D: I just like how wavy your hair is, and it’s so long. But anyway I have to go to class. I’m going to be late. I haven’t been able to wake up on time lately, I don’t know what it is. Sometimes, I’ll set my alarm clock twice so I know for sure I’ll hear it, but that only works if my dogs wakes up too because he just hates the sound it makes and it really bothers him. I think it’s because dogs have sensitive ears and they just can’t handle the frequency of the alarm clock. But that’s why I can’t have long hair. Because I never have time. But I know you don’t always have a lot of time either because you always look tired. Do you like dogs?

A: What?…..dogs? yeah…….

D: Ok I have to go upstairs now…Larry doesn’t like having people late for class.

A: ?????????????????????????????????????????????????????????????????????????

Ok Dorothy. I know I sit at a desk all day AT WORK but I don’t sit at a desk during my free-time on Saturday nights. I watch Oprah. And I knit. And I HAVE SCREWS IN MY FEET SO I CAN’T RUN! THANKS FOR RUBBING IT IN!!!!!!

And I’m not *that* tired…thanks Dorothy. I take sleeping pills for feck’s sake…..

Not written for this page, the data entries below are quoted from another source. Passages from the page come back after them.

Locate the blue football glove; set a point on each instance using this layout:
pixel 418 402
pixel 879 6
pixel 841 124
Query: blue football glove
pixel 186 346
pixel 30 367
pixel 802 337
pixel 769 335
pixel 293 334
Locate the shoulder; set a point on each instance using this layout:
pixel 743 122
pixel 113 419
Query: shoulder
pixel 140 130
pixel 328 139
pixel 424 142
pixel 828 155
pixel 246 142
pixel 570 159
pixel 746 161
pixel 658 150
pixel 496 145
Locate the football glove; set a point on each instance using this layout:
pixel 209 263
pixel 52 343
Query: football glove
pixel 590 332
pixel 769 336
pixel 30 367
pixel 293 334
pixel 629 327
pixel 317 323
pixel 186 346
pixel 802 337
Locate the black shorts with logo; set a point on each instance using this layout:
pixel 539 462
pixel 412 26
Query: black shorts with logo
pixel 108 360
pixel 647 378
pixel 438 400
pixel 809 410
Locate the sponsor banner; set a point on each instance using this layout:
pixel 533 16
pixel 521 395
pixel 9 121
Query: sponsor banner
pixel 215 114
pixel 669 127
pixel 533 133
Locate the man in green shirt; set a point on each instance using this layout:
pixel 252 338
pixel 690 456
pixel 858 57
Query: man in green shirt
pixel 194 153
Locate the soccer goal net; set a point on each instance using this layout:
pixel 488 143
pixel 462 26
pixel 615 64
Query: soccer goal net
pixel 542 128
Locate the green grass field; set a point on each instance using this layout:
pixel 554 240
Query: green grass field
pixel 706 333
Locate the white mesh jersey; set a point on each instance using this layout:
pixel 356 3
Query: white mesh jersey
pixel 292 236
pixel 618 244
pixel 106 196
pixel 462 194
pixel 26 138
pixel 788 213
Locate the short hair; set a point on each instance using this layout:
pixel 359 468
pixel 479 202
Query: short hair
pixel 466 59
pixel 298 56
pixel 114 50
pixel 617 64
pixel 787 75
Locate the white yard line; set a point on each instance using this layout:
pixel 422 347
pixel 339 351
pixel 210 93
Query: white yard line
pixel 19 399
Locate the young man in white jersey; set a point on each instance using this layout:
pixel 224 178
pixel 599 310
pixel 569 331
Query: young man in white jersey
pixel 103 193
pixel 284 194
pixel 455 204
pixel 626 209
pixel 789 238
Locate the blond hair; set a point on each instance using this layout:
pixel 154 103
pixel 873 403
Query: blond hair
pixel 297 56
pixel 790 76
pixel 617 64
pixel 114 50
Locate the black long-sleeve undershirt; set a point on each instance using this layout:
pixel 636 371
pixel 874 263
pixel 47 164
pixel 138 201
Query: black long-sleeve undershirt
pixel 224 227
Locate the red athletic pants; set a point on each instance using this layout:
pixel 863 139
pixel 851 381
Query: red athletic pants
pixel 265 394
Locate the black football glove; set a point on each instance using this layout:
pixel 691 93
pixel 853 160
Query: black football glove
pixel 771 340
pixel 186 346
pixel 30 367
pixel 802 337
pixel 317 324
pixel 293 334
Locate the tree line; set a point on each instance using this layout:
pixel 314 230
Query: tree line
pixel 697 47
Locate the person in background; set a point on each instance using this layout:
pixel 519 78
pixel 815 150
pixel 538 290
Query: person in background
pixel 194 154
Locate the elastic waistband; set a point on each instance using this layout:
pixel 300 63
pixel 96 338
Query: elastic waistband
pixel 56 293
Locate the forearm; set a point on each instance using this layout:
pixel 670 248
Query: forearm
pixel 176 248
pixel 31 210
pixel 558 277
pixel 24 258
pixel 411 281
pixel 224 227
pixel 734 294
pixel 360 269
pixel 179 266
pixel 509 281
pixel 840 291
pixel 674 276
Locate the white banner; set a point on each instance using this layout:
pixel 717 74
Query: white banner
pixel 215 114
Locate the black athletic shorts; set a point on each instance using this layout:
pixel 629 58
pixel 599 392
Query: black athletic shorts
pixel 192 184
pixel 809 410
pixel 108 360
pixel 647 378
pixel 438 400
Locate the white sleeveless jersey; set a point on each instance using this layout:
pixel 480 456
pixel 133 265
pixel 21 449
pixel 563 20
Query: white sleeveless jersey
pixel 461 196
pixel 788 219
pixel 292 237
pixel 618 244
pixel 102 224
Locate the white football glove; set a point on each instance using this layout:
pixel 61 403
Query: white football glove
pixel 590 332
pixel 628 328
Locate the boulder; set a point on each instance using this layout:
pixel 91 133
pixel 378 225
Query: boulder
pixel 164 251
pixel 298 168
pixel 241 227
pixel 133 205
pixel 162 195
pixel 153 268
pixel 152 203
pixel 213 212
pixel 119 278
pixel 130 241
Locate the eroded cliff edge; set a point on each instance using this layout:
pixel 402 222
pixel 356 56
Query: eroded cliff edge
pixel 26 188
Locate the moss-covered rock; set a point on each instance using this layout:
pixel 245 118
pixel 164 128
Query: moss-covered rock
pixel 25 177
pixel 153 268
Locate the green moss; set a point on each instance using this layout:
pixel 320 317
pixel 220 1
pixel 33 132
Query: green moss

For the conclusion of this note, I will list a few famous Dorothy quotes for your enjoyment:

“You look so tired today, do you ever sleep? Dark circles under your eyes are harmless really, so you shouldn’t worry.”

“Do you know who did it? {What?} ” The murders! I’ve been trying to figure out who the murderer is for days now but I really don’t know.”

“I love dressing up like a mermaid.”

“I don’t enjoy squirrels as much as my dog does.”

“There is a dog in my apartment building that just hates me and I can’t understand it. I just want to know why…?”

“If I ever see someone I went to college with on a commercial or t.v. I just wonder how many of my classmates are in prison or dead. Life goes by so fast you know?”




Thank you Dorothy. I don’t know for what. But thank you.